NON QUOTATE, DELUDONO FOOD E MODA
Le tre società che si distinguono ai vertici della classifica delle non quotate sono Edison, Sea e Sace. Mentre delude il made in Italy: moda e food rimangono fanalini di coda. Barilla, per esempio, compare solo in quindicesima posizione, Ferrero in ventitreesima. Ermenegildo Zegna è ventinovesimo, seguito dal Gruppo Coin e, più sotto, da Calzedonia. Chiudono la classifica Dolce & Gabbana e Gruppo Armani. «Il settore del fashion e del lusso italiano è uno dei più riconosciuti a livello internazionale, ma è anche stato uno dei settori che ha subito importanti crisi a livello di reputazione per la sua sostenibilità sia in termini finanziari sia di impatto sulla società – rileva nella ricerca Valentina Orlandi, analista Webranking –. Tuttavia, le aziende del settore non hanno migliorato la trasparenza della propria comunicazione e nessuna sembra più puntare sulla sostenibilità per differenziarsi».
Sebbene le società non quotate non abbiano gli stessi obblighi informativi delle società quotate, devono rispondere alla crescente richiesta di «presa di responsabilità» da parte dei clienti e della comunità interessati a conoscere cosa sta dietro a prodotti e servizi. In quest’ottica, una maggiore trasparenza, non solo permette di rispondere alle varie richieste degli stakeholder, ma anche di differenziarsi dai concorrenti per competere sul mercato. Se l’attenzione al mobile, ai social media e alla presentazione dell’azienda sono paragonabili a quelle delle aziende quotate, risultano invece deboli le aree sulle informazioni finanziarie, sull’employer branding e appunto la sostenibilità.

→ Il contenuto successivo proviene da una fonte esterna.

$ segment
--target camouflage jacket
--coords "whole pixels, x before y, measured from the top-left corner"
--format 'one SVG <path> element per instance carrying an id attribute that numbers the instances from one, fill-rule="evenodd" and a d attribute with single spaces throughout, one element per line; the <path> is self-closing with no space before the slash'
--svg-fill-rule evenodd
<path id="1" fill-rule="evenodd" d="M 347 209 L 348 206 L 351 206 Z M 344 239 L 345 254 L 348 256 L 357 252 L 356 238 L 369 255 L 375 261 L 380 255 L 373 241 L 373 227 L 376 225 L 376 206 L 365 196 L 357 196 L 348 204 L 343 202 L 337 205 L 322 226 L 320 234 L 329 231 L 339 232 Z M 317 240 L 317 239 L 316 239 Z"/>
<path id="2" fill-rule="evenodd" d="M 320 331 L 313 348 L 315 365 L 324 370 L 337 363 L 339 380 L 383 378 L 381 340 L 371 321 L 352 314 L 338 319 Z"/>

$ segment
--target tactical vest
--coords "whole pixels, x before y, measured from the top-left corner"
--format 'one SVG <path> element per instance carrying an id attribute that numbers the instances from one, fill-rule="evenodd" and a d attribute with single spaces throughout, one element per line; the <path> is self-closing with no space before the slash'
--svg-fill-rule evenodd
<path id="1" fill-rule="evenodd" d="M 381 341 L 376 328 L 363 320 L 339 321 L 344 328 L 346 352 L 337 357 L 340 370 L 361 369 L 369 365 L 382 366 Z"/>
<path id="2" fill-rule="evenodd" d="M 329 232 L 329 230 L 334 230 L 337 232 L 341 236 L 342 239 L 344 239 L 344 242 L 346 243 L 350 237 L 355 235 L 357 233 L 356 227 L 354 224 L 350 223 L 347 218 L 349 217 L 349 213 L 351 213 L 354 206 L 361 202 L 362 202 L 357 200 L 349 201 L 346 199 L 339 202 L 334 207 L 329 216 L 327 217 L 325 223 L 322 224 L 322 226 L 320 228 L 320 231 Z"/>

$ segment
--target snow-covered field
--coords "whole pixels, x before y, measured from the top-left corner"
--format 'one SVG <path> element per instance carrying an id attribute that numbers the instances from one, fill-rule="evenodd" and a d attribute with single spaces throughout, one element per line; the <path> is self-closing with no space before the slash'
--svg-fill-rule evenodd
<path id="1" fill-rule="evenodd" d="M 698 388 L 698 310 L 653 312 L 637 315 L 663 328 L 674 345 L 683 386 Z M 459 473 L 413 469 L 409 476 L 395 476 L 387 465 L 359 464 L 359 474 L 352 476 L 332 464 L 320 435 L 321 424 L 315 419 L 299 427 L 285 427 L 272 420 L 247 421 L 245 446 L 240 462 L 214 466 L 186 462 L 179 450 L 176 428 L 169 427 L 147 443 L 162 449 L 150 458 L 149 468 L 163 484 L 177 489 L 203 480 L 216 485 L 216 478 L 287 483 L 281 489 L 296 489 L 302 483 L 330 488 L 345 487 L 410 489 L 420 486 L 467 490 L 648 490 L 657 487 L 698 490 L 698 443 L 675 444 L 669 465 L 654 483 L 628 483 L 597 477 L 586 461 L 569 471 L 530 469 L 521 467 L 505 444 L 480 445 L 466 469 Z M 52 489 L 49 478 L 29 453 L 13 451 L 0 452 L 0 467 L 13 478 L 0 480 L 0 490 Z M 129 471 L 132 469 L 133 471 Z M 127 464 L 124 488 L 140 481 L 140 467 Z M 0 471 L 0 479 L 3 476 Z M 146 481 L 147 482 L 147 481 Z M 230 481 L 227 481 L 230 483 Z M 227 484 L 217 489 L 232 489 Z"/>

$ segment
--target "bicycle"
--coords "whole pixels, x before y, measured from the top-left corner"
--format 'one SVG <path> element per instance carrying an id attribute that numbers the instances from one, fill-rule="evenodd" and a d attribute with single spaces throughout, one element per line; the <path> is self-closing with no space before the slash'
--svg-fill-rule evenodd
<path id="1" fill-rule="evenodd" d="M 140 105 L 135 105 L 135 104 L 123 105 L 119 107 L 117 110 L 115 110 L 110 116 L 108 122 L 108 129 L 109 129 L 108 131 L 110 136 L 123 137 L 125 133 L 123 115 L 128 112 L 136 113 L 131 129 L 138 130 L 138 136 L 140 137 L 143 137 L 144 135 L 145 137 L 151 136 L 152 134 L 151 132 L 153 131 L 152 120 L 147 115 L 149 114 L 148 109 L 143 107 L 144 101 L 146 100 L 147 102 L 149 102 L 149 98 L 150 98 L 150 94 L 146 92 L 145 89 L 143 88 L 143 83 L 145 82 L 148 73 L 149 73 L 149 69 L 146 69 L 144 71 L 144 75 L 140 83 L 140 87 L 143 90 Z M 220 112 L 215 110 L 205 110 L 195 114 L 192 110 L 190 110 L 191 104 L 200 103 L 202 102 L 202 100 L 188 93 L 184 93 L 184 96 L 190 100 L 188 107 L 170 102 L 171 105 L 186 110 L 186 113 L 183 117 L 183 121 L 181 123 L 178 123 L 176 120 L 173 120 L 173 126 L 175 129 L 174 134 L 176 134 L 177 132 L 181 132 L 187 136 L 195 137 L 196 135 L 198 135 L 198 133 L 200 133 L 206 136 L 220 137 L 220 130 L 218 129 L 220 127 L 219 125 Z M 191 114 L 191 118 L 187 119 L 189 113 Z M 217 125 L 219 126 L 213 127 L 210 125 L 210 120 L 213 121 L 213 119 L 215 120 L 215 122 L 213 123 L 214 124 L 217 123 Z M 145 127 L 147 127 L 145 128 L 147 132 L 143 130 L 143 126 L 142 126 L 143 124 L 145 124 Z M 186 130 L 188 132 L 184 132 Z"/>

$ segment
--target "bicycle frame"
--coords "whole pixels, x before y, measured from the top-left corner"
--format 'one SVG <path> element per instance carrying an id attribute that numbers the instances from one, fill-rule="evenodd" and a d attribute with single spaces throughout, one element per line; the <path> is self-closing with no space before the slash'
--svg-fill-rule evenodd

«Sono una minoranza – si legge – le aziende considerate nella ricerca che puntano sulla sostenibilità per differenziarsi sul mercato e per limitare possibili crisi reputazionali. Se due società su tre presentano il proprio codice etico, solo sette presentano il proprio bilancio di sostenibilità 2013». L’analisi entra poi nel dettaglio di due sottocategorie di aziende non quotate: le aziende con azionariato pubblico e le imprese che hanno mostrato interesse per la quotazione. Nel primo caso, tutte presentano un codice etico ma solo due su nove il bilancio di sostenibilità 2013. Insufficiente la governance: sei su nove pubblicano la composizione del consiglio di amministrazione e i manager che guidano l’azienda, ma solo la metà include un curriculum con le esperienze professionali. Nel secondo caso, le imprese che hanno mostrato interesse per la quotazione, quasi tutte presentano un codice di condotta, ma solo cinque su undici presentano un bilancio di sostenibilità sul proprio sito. Riguardo alla governance, sette su undici presentano il management e i membri del consiglio di amministrazione. Né l’azionista pubblico né l’interesse alla quotazione sono fattori che hanno spinto la comunicazione corporate online.